Assad troops accused of new massacre in Syria
DAMASCUS - Agence France-Presse
AP PhotoSyrian troops with tanks and helicopters slaughtered more than 150 people in a central village, rights activists said today, prompting the opposition to call for urgent UN intervention.
Reports of the massacre came after UN Security Council ambassadors held their first talks on rival Russian and Western draft resolutions on Syria, with Moscow spurning calls for sanctions against President Bashar al-Assad's regime.
No progress was reported, with a July 20 deadline looming. That is the end date of the mandate for the UN mission to the conflict-stricken country, where activists say more than 17,000 people have died since March 2011.
The Syrian Observatory for Human Rights said government troops had on Thursday massacred more than 150 people in Treimsa village, while a rebel leader put the toll at more than 200.
If confirmed, the killing at Treimsa in the central province of Hama would rival the massacre at Houla on May 25, when a pro-Assad militia and government forces were accused of killing at least 108 people.
Observatory chief Rami Abdel Rahman told AFP by telephone that the bodies of 30 villagers had already been identified following the sustained attack, which brought Thursday's total death toll in the conflict-torn nation to well over 200.
"Some are estimating higher numbers, but even at around 150, especially considering how small the town is, this might be the biggest massacre committed in Syria since the start of the revolution," he said.
"The army must have got the green light to commit a massacre of this scale, and I bear President Bashar al-Assad responsible for the killing." The Syrian National Council, the main opposition alliance, urged the UN Security Council to pass a binding resolution against Assad's regime.
"To stop this bloody madness which threatens the entity of Syria, as well as peace and the security in the region and in the world, requires an urgent and sharp resolution of the Security Council under Chapter VII (of the UN Charter) which protects the Syrian people," said.
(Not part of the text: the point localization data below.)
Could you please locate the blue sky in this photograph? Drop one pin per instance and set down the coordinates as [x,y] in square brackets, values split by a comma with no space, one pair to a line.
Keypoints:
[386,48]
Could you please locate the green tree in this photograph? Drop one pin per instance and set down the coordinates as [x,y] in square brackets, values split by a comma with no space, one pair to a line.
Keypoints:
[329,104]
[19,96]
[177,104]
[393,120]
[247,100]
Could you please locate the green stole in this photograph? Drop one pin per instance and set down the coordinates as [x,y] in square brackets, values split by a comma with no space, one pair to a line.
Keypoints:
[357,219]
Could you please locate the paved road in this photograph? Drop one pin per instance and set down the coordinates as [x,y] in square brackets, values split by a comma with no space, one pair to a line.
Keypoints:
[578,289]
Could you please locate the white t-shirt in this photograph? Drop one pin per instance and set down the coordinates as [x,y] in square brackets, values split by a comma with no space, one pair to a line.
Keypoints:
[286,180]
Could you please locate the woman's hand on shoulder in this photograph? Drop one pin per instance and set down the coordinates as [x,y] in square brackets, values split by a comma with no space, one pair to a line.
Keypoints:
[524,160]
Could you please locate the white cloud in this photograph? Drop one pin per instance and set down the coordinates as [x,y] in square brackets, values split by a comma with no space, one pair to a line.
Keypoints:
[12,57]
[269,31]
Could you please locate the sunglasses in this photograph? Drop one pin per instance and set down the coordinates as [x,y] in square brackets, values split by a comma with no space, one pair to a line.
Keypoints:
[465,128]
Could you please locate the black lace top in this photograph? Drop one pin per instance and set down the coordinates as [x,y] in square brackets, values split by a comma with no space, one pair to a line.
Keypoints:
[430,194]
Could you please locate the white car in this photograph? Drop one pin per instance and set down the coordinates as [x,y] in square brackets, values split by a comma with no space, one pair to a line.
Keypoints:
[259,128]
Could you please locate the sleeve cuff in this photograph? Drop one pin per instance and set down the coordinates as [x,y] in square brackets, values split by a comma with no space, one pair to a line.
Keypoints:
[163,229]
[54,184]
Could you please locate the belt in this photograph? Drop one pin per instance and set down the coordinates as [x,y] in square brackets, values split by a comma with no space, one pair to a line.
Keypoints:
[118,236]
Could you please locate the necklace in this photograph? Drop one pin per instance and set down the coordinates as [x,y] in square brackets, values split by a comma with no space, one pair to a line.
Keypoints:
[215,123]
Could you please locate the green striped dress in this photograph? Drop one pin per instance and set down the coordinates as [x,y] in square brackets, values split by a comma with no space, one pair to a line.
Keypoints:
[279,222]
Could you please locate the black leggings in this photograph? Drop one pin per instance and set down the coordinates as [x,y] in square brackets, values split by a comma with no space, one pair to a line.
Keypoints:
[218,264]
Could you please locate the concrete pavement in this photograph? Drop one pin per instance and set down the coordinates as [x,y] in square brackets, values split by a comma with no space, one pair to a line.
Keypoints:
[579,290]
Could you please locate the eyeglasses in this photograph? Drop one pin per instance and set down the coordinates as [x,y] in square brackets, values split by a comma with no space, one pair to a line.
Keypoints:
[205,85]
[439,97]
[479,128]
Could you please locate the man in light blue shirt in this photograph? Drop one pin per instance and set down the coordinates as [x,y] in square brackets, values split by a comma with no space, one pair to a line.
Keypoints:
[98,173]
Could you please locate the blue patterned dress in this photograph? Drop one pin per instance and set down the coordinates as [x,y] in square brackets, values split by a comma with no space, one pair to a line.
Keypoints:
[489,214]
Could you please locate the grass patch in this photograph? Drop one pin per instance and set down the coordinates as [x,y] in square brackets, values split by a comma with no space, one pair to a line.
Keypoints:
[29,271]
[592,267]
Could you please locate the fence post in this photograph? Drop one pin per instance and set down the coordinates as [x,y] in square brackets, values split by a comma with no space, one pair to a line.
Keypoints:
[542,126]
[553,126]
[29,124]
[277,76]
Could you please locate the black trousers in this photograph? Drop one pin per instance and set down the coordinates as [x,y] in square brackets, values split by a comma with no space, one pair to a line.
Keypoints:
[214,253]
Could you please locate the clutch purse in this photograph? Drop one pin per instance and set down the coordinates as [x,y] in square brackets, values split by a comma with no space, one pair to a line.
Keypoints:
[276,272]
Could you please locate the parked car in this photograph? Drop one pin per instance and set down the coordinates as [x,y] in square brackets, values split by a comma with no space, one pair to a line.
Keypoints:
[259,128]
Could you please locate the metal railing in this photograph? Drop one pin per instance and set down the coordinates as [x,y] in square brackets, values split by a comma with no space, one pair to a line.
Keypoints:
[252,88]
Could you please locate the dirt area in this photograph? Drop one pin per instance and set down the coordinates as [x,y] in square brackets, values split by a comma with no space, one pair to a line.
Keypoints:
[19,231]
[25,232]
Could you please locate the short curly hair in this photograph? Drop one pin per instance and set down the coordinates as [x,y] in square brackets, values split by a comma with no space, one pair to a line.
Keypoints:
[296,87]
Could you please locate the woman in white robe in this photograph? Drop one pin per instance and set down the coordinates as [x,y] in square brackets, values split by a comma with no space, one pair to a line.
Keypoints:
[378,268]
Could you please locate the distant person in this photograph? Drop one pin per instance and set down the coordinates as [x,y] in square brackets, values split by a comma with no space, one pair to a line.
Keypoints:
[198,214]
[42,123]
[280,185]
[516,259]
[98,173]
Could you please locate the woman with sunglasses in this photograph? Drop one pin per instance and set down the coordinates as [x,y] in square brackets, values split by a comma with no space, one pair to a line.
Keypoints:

Chapter VII allows for punitive measures against regimes considered a threat to the peace, including economic sanctions and military intervention.
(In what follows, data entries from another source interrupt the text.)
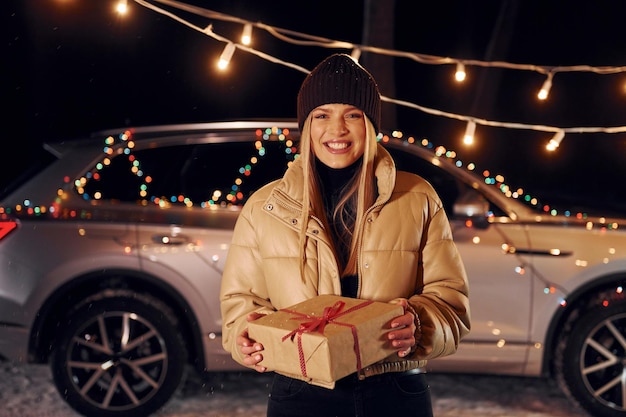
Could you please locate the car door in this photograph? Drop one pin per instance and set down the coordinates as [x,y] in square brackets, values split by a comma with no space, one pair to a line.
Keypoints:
[501,281]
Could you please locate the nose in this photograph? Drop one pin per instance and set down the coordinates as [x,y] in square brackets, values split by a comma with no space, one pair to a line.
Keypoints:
[339,126]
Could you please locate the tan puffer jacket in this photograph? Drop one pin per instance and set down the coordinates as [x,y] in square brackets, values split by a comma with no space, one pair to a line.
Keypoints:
[407,252]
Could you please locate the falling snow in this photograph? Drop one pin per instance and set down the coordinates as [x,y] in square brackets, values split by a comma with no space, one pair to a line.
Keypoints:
[27,391]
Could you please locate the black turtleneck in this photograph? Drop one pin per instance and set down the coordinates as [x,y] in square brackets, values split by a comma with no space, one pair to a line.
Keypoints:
[333,182]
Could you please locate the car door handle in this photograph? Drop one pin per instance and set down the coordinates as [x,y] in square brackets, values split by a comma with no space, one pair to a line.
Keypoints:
[170,240]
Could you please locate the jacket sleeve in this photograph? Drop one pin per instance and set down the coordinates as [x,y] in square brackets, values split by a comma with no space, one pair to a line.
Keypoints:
[441,305]
[243,288]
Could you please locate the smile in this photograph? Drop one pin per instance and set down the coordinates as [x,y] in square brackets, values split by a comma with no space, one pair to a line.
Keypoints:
[337,145]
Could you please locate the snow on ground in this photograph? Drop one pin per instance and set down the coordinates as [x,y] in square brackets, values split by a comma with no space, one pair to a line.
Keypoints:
[27,391]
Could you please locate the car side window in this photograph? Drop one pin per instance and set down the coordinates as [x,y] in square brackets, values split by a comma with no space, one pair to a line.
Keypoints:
[189,174]
[448,187]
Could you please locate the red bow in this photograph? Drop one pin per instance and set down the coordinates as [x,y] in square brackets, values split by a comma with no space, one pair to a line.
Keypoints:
[318,324]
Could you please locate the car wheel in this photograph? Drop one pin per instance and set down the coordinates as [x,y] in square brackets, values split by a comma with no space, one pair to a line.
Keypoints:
[119,355]
[592,363]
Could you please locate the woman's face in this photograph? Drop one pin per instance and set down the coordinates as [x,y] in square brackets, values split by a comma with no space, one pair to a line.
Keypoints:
[338,134]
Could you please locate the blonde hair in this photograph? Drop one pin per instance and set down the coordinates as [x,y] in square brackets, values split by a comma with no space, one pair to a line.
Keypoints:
[359,197]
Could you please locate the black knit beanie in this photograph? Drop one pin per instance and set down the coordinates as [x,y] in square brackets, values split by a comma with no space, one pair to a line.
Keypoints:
[339,79]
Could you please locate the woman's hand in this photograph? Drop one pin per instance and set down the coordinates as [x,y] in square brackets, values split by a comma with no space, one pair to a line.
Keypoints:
[403,337]
[250,348]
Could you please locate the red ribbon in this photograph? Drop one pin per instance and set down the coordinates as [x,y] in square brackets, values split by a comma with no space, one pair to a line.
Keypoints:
[318,324]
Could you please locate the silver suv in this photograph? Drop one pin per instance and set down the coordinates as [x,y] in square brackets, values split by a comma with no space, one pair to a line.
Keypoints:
[112,257]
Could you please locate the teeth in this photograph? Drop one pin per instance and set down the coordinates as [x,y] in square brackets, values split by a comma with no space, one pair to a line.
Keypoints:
[337,146]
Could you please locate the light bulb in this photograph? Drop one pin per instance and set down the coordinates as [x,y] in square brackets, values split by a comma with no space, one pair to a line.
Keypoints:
[246,35]
[468,139]
[545,88]
[122,6]
[227,54]
[460,74]
[555,141]
[356,54]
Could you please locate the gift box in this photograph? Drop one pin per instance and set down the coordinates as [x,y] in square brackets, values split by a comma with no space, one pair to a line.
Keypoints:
[325,338]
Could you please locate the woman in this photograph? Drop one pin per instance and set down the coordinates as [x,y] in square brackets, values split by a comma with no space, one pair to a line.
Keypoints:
[343,221]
Syria meanwhile accused "bloodthirsty media" and "terrorist gangs" of being behind the massacre.
"The bloodthirsty media in collaboration with gangs of armed terrorists massacred residents of Treimsa village ... to sway public opinion against Syria and its people and provoke international intervention on the eve of a UN Security Council meeting," state-run news agency SANA said.
Rebel leader Abu Mohamad, chief of a group based further to the north of Treimsa, said the attack using helicopters, tanks and multiple rocket-launchers had killed more than 200 people in the village.
Abu Mohamad said he had been in phone contact with a resident of Treimsa who told him that government forces were on hills a few kilometres (miles) outside the town.
The army and the shabiha, pro-regime militia who are said to accompany troops to make sure they do not desert, started to bombard Treimsa Thursday around 11:00 am (0800 GMT) and finished around 9:00 pm, according to Abu Mohamad.
But a Hama-based activist who identified himself as Abu Ghazi said via Skype that regime troops started shelling the village earlier, at around 6:00 am.
"That was followed by clashes with the (rebel) Free Syrian Army, but the FSA does not have a big presence in Treimsa and could not fight long," said the activist.
"The number of martyrs is very high partly because the army shelled a mosque where scores of people had taken shelter, to treat the wounded and hide from the bombs." The village, which had a population of 7,000, he said, "is empty now. Everyone is dead or has run away." "Almost 30 army vehicles arrived, and surrounded the village completely. There wasn't a single way out," said Ibrahim, another activist from Treimsa. "Anyone who tried to escape through the fields was shot." Pro-regime militiamen from neighbouring Alawite villages entered Treimsa after the army raided it, Ibrahim said via Skype. "After the shelling, the army came in with light weapons, and the shabiha followed, armed with knives." Clashes inside the besieged village were vicious, he said, noting that "whole families were killed. There was a real street war for several hours." Treimsa is located near Qubeir, where at least 55 people were killed on July 6, according to the Observatory. Like Qubeir, Treimsa is a majority Sunni town situated near Alawite villages.
President Assad belongs to the Alawite community -- an offshoot of Shiite Islam -- although the vast majority of Syrians are Sunni.
Protests broke out across Syria to protest the latest killings in Treimsa, according to amateur videos posted on YouTube by activists.
In New York, the UN Security Council wrangled over a resolution on the future of the troubled UN mission in Syria.
Russia and the Western powers have proposed rival resolutions on renewing the UN mission in Syria and securing the implementation of the peace plan of UN-Arab League envoy Kofi Annan.